September 8, 2008

The Race (Part 1)

Saturday, I ran my first trail race (15K). Even though I’ve run oodles and oodles of road races over the years, I’d never run a trail race (prior to Saturday) and was anxious about what to expect.

The night before a race, I have a routine that I follow, but Friday the routine felt off-kilter somehow, I couldn’t put my finger on what wasn’t right. I kept telling myself that the following day’s race was just like every other race I’ve run except for it would be in the woods with not as many people.

Saturday morning, I dressed in race garb grabbed my cooler, packed with post-race fuel, my gym bag which held dry clothes and my trail running shoes, directions to the race and headed to my car. I had an hour’s ride to strategize the day’s run, but about fifteen minutes into the drive I gave up strategizing and chose to set a goal of finishing in an upright position.
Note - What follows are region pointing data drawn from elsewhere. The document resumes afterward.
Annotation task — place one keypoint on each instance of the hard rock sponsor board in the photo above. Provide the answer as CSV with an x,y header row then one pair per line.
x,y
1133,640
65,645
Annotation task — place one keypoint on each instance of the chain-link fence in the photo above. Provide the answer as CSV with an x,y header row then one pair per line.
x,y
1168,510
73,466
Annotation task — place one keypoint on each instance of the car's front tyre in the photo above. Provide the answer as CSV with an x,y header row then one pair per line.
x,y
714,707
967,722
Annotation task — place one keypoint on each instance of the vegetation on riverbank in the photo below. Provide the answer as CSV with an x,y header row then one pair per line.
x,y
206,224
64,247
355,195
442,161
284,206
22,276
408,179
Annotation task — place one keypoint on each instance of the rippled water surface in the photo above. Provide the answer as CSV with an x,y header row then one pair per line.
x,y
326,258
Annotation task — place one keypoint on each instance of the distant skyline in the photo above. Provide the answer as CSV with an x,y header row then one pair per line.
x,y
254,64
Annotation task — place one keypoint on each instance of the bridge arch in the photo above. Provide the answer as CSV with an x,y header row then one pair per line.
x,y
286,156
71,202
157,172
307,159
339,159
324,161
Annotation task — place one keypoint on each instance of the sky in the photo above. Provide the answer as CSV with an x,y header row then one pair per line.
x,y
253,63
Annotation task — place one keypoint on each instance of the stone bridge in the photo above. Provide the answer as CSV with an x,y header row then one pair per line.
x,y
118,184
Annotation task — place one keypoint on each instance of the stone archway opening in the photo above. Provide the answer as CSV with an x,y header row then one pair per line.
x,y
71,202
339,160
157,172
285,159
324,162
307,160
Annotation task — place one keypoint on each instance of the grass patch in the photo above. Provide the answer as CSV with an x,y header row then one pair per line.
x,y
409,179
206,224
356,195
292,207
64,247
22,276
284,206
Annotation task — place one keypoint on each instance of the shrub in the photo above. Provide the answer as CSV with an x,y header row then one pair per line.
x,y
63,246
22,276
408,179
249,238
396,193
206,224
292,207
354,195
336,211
Throughout the drive, I checked the directions several times, but I still got lost. As I made wrong turns, u-turns and checked and rechecked and rechecked my rechecking, I watched the clock with mounting dismay. The start time for the race was staggered from 7:15 AM to 8:05 AM and the group I was assigned to with was to start at 7:35 AM.

At 7:40 AM, I was still in my car looking for the correct dirt road and I fought within myself not to turn around and call it a wash, go home and crawl back under the comfort of my covers. But I kept telling myself, that no matter how late I got there, I’m still going to run it. Even if I get there at 8:00 AM, I’d still run it. Despite my frustration, I pushed myself to soldier on.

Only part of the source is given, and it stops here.